# TiltShift-Aufnahme: Rhein



## nieselinho (13. Dez. 2012)

Hallo an alle,
dank der freundlichen Mitarbeiter von RWZ (Raiffeisen Waren Zentrale) in Wiesbaden durfte ich auf das Dach des Silos und hatte eine perfekte Aussicht über den Rhein, Schiersteiner Hafen und Wiesbaden.

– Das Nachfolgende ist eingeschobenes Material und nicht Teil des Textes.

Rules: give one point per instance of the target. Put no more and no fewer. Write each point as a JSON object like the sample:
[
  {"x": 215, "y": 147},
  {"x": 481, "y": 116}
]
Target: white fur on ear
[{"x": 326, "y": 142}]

Genutzt habe ich das, um eine TiltShift-Aufnahme zu erstellen. Es war a**** kalt da oben 
Hier mein Ergebnis:

[yt]http://www.youtube.com/watch?v=c9gtSBoGbyA[/yt]

Viele Grüße
Robin


----------



## Lucy79 (13. Dez. 2012)

*AW: TiltShift-Aufnahme: Rhein*

*gefällt mir*


----------



## Dr.J (13. Dez. 2012)

*AW: TiltShift-Aufnahme: Rhein*

Kannte diese Technik bislang noch nicht. Super gemacht.


----------



## Joachim (13. Dez. 2012)

*AW: TiltShift-Aufnahme: Rhein*

@Jürgen
Nie den Telekom Werbetrailer gesehen? 

Optimal sind wohl Aufnahmen aus 45° von schräg oben - halt wie wenn man auf ne Modelleisenbahnplatte schaut. Find den Effekt auch witzig - würde da gern mal ne Aufnahme von meinem Traktor haben wollen, wenn er wieder läuft. Beim Grasmähen oder Heuwenden - schaut bestimmt auch ganz nett aus... 

@Robin
Am besten gefällt mir der Anfang mit den Paddlern - da kommt der Effekt besonders gut raus.


----------



## Dr.J (13. Dez. 2012)

*AW: TiltShift-Aufnahme: Rhein*

@Joachim
Nicht bewußt


----------



## Joachim (13. Dez. 2012)

*AW: TiltShift-Aufnahme: Rhein*

Also bis du auch so einer ....


----------



## Dr.J (13. Dez. 2012)

*AW: TiltShift-Aufnahme: Rhein*

Einer, der Werbung wegschaltet?  

Außerdem da ich fast nur Sky gugge, bekomme ich von Werbung kaum was mit.


----------